Mathieu Elshout (01:16): Wir haben bei PATRIZIA versucht, unsere eigene Definition zu finden, aber sie stimmt sehr gut mit der Definition der Branche überein, denn es gibt ja bereits eine Impact-Investing-Branche, wie sie diese definiert. Es handelt sich um Investitionen, die mit der klaren und bewussten Absicht getätigt werden, neben einer attraktiven risikobereinigten finanziellen Rendite auch eine positive soziale und/oder ökologische Rendite zu erzielen. Wir sprechen also von einer doppelten oder sogar dreifachen Rendite, einer Rendite, einer finanziellen Rendite, die mit einer positiven sozialen und/oder ökologischen Rendite einhergeht.

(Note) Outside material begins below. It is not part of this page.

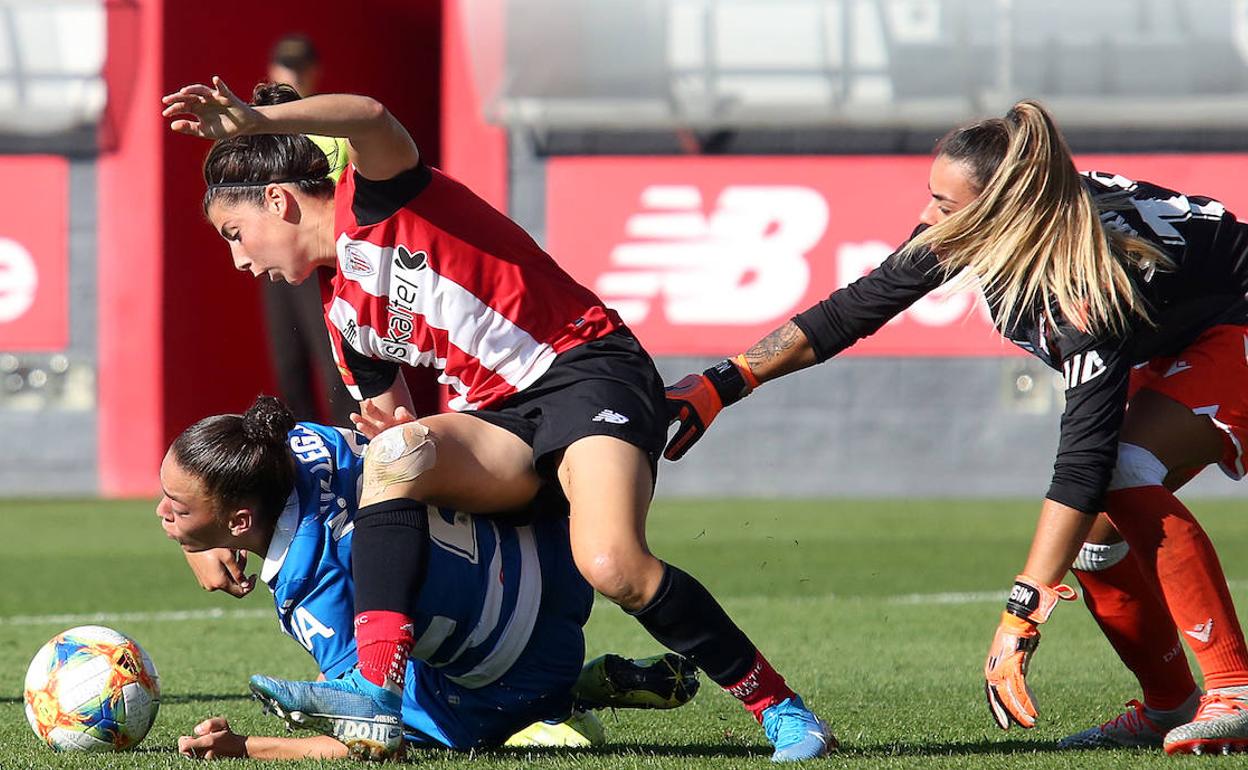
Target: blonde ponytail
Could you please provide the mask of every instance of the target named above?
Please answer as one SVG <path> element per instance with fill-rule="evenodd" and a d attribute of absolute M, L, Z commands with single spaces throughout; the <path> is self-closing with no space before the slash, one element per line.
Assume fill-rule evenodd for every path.
<path fill-rule="evenodd" d="M 959 132 L 1008 137 L 988 178 L 981 158 L 960 157 Z M 1056 305 L 1062 317 L 1090 332 L 1121 332 L 1148 308 L 1126 264 L 1157 269 L 1170 259 L 1148 241 L 1107 233 L 1100 211 L 1075 170 L 1066 141 L 1036 102 L 1019 102 L 1004 120 L 952 132 L 938 155 L 969 164 L 979 196 L 912 239 L 907 253 L 929 248 L 940 256 L 955 288 L 978 283 L 1004 330 L 1024 313 Z"/>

Greg Morsbach (01:56): Und dann gibt es natürlich auch das Element der Messbarkeit von Impact Investing, um Impact Investing zu definieren. Was verstehen wir unter messbar oder Messbarkeit?

Marleen Bikker-Bekkers (04:36): Ich denke schon. Ich glaube, es wurde nie so oft mit diesem Namen verwendet. Ich denke, dass es seit jeher Möglichkeiten gab, in die Verbesserung der Situation von Menschen und Umwelt zu investieren. Ich glaube also, dass es das schon lange gibt, aber es wurde nie so benannt und definiert.

Ich glaube, von da an hat sich das Thema wirklich weiterentwickelt. Und ich denke, besonders im Immobiliensektor hat sich das in den letzten Jahren vertieft, und auch die Herausforderungen sind sehr viel deutlicher geworden, was den Beitrag von Immobilien zu bestimmten Herausforderungen angeht.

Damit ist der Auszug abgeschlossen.